The Practice of Making Decisions

Decisions are a skill that improves with deliberate practice, but most people never practice the meta-level: how to run a decision process well, separate from what the decision is about.

6 min read

Decisions as a Domain

Most people treat decisions as events - discrete moments of choice - rather than as a domain of practice with skills that can be improved.

This is strange given how consequential decisions are. The quality of your decisions, compounded over time, is a large determinant of where you end up. Yet most people invest almost nothing in improving how they make decisions, as opposed to improving the domain-level knowledge that informs particular decisions.

Decision-making is a meta-skill: the ability to run a decision process well, regardless of what the decision is about. It is separable from domain knowledge and trainable as an independent competency.

What the Practice Involves

The practice of making decisions has several distinct components.

Problem framing: How you frame the decision determines what solutions are visible. "Should I take this job?" and "What would have to be true about this job for it to be the right choice?" are the same question asked from different frames, and they produce very different analyses. Skilled decision-makers hold multiple frames simultaneously and choose between them deliberately.

Options generation: Most people evaluate two or three options - often just the default and one alternative. Skilled decision-makers generate more options before evaluating any of them.

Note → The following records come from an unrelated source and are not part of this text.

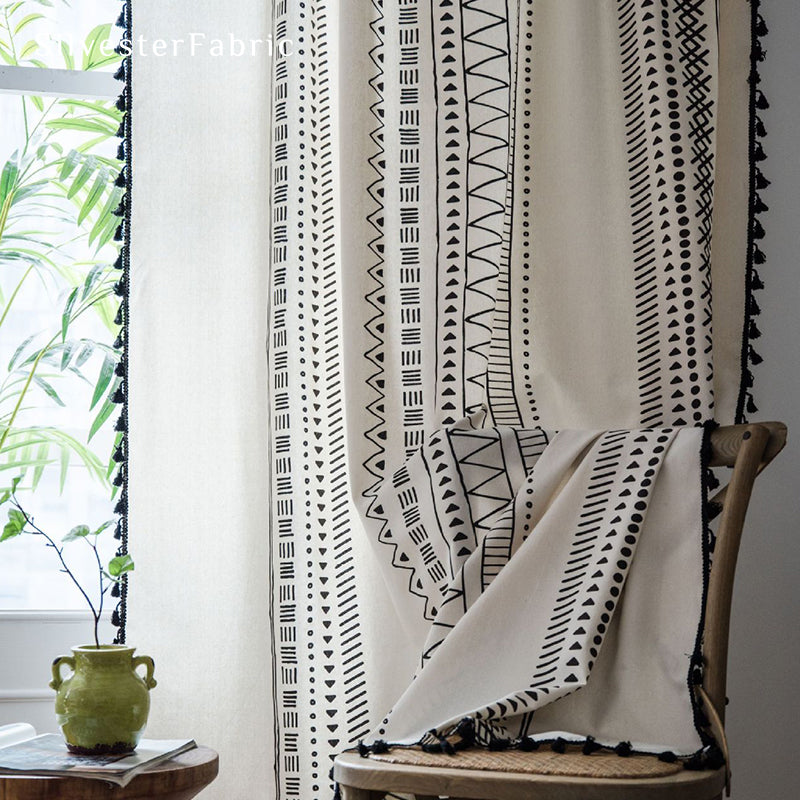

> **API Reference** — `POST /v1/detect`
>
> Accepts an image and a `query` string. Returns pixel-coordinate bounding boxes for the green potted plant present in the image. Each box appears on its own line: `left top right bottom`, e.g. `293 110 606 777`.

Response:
0 3 150 756
1 483 155 756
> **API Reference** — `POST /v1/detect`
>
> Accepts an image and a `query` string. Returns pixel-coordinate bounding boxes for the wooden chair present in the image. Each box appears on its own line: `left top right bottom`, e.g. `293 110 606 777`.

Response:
333 422 787 800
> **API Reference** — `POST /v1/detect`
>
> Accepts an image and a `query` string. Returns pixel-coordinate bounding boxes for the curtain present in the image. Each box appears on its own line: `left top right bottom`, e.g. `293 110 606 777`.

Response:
268 1 765 798
128 3 274 800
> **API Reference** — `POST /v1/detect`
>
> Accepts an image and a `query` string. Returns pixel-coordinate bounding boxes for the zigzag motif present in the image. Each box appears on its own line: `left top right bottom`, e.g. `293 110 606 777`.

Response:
361 0 389 531
462 0 514 412
448 427 516 531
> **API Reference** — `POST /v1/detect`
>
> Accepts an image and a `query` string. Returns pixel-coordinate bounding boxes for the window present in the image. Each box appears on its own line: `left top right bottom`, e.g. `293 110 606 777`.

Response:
0 0 124 611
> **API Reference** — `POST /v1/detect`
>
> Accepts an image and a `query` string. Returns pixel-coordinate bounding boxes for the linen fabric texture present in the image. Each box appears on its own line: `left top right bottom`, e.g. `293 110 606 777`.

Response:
266 0 760 797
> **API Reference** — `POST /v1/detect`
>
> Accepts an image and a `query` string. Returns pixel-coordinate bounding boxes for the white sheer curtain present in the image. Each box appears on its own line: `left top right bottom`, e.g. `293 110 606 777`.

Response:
128 3 273 799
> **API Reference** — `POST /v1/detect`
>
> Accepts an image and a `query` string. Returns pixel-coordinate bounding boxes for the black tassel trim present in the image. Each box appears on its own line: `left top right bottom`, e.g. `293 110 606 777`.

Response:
344 728 724 772
487 737 512 752
111 609 120 627
518 737 539 752
690 422 718 750
110 0 132 647
748 345 763 366
746 393 759 415
737 0 769 424
614 741 632 758
684 744 726 772
582 736 603 755
111 582 121 598
454 717 475 749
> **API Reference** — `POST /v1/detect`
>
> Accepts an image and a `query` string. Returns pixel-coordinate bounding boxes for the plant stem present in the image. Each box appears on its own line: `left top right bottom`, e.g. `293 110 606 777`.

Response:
0 264 33 330
0 292 114 456
12 495 101 645
88 537 105 648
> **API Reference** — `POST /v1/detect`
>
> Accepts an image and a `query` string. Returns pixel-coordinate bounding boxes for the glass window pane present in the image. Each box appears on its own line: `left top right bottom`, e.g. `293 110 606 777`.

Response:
0 87 122 610
0 0 121 72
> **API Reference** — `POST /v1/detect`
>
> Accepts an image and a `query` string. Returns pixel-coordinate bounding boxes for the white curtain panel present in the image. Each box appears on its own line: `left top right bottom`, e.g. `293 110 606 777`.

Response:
128 2 274 800
127 0 765 798
269 0 761 797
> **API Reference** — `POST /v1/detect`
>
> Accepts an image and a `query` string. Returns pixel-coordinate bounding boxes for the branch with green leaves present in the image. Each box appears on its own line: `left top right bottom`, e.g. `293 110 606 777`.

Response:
1 476 133 647
0 0 124 494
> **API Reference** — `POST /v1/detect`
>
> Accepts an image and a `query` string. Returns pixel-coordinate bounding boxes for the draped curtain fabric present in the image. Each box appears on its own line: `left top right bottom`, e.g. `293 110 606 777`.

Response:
268 0 766 797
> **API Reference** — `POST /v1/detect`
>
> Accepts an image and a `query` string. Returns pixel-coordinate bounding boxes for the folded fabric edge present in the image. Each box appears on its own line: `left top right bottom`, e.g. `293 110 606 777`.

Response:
343 421 724 773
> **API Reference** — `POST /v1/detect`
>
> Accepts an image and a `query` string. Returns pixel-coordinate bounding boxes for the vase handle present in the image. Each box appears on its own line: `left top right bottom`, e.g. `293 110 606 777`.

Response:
49 656 75 691
133 655 157 689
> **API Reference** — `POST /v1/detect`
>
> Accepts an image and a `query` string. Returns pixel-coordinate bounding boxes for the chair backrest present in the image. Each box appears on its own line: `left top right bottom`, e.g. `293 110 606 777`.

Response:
703 422 787 721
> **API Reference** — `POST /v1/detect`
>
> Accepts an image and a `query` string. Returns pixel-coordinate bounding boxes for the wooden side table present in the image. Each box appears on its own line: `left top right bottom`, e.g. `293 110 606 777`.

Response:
0 745 218 800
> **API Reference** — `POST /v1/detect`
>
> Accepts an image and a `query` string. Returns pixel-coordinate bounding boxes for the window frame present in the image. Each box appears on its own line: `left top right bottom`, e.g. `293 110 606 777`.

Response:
0 64 118 99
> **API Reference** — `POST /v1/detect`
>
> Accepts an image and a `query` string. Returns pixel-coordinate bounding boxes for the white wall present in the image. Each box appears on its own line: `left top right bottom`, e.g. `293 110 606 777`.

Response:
724 3 800 799
0 612 114 734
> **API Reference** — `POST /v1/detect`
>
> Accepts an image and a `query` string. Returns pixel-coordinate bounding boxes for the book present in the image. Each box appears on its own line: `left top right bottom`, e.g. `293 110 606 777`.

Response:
0 724 196 787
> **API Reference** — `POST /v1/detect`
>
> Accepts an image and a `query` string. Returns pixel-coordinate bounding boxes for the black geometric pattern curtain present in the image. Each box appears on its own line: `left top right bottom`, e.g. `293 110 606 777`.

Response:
267 1 767 797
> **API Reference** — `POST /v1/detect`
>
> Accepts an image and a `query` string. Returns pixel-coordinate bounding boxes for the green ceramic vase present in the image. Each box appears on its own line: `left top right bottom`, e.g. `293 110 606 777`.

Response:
50 645 157 755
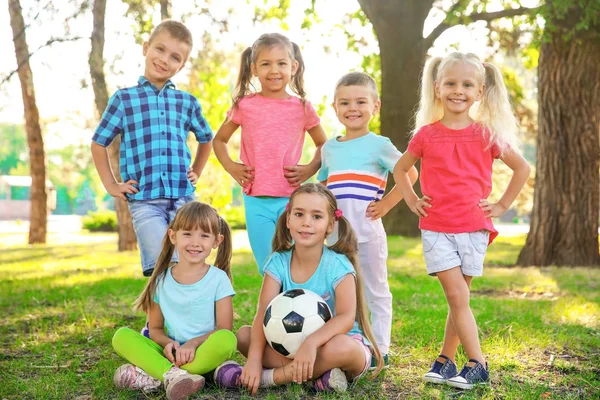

The best option is often not in the first set that comes to mind.

Criteria weighting: Decisions involve trade-offs across multiple criteria. The implicit weighting of those criteria often goes unexamined. Making the weighting explicit - "speed matters more than cost in this case, because..." - makes the decision auditable and the reasoning improvable.

Pre-mortem analysis: Before deciding, imagining that the decision turned out badly and working backward from the failure. This surfaces risks that forward-looking analysis tends to miss.

Recording and review: Writing down the decision, the reasoning, and the expected outcomes. Reviewing past decisions against actual outcomes. Most people have very poor feedback loops on their decisions because they neither record the reasoning nor review the outcomes systematically.

The Feedback Gap

The primary obstacle to improving decision-making is the feedback gap. Decisions are made, time passes, outcomes occur - but the connection between the decision quality and the outcome is usually too noisy to draw clear lessons.

Many decisions turn out well despite bad reasoning, and poorly despite good reasoning. The world adds randomness that makes outcome-based feedback unreliable as a quality signal.

This means decision-making cannot be improved primarily through outcome-based feedback. It has to be improved through process-based feedback: reviewing not just what happened but how the decision was made, whether the framing was appropriate, whether the options were complete, whether the criteria were weighted well given what mattered.

This is what calibration research does systematically, and what individual decision-makers almost never do.

The Minimum Practice

The minimum practice requires just two habits.

Record decisions. Not every minor decision, but the ones that matter - write down what you decided, why, and what you expected to happen.

Review them. Not to judge yourself harshly but to notice patterns: Where is your confidence poorly calibrated? What kinds of options do you routinely miss? What criteria do you overweight or underweight in practice?

These two habits create the feedback loop that most decision-makers lack. Over time, they make the practice of deciding - separate from what is being decided - an area of genuine improvement.